Mining remains one of the world’s most hazardous heavy industries. Companies are increasingly deploying AI-powered video analytics and real-time worker tracking to prevent accidents involving heavy machinery and to monitor for gas leaks or ventilation failures in underground operations.
Furthermore, stricter Environmental, Social, and Governance (ESG) criteria from investors are pushing miners to adopt AI for environmental compliance. New tools allow operators to monitor tailings dams for stability, track emissions in real-time, and optimize water usage, ensuring that the intensifying race for minerals does not come at the cost of environmental stewardship.
Geographically, the Asia Pacific region commanded the largest share of the AI in mining market in 2024 and is expected to maintain the highest growth rate.
This dominance is underpinned by massive production volumes in China and Australia. Major industry players in the region, including BHP and Rio Tinto, have been early adopters of autonomous technologies. In Western Australia, for example, autonomous haulage trucks and drill rigs are already commonplace, moving millions of tons of iron ore with minimal human intervention.

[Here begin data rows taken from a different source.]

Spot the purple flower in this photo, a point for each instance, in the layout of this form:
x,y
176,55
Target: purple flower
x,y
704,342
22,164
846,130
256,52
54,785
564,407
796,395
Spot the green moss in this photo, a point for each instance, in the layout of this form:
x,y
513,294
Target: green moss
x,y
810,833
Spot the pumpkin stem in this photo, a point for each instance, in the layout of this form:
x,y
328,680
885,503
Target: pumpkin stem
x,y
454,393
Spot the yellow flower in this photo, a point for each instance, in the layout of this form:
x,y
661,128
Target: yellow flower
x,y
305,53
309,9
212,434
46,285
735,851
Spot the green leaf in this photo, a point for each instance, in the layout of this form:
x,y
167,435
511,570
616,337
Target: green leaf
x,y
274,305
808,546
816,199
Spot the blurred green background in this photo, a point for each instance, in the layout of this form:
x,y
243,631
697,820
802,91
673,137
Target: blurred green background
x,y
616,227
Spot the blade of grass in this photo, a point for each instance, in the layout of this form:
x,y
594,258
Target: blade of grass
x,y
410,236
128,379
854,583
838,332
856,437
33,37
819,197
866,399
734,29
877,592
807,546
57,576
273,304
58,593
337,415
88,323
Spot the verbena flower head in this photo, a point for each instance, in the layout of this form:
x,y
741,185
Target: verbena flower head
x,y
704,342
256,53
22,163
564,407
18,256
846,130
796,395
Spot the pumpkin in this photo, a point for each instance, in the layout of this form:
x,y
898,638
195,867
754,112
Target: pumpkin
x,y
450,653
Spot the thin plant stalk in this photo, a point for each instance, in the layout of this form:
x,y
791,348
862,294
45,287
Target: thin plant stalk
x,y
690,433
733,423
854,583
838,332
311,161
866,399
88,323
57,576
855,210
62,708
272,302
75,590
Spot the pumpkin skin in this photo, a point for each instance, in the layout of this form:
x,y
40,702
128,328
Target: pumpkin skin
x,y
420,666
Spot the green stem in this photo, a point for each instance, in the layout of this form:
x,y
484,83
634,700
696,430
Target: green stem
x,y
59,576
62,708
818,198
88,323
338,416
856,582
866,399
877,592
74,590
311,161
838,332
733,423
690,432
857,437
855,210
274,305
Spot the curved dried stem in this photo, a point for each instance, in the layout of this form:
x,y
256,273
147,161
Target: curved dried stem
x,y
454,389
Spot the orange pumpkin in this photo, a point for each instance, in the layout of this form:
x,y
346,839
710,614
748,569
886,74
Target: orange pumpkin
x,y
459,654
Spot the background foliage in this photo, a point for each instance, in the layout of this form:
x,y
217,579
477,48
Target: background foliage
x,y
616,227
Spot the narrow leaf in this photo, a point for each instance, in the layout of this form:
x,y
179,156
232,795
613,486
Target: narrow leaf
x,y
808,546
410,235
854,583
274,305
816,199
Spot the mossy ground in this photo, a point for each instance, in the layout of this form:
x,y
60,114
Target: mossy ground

China’s adoption is further accelerated by government support for “smart mining” initiatives aimed at modernizing its vast coal and mineral sectors to reduce fatalities and improve environmental performance.
As the world moves toward 2032, the “mine of the future” will likely bear little resemblance to the labor-intensive operations of the past. With generative AI now entering the sector to assist in complex mine planning and exploration, the industry is pivoting toward a model where data is as valuable as the ore itself. For energy markets, this efficiency is not just a bonus; it is a prerequisite for meeting the material demands of a decarbonized world.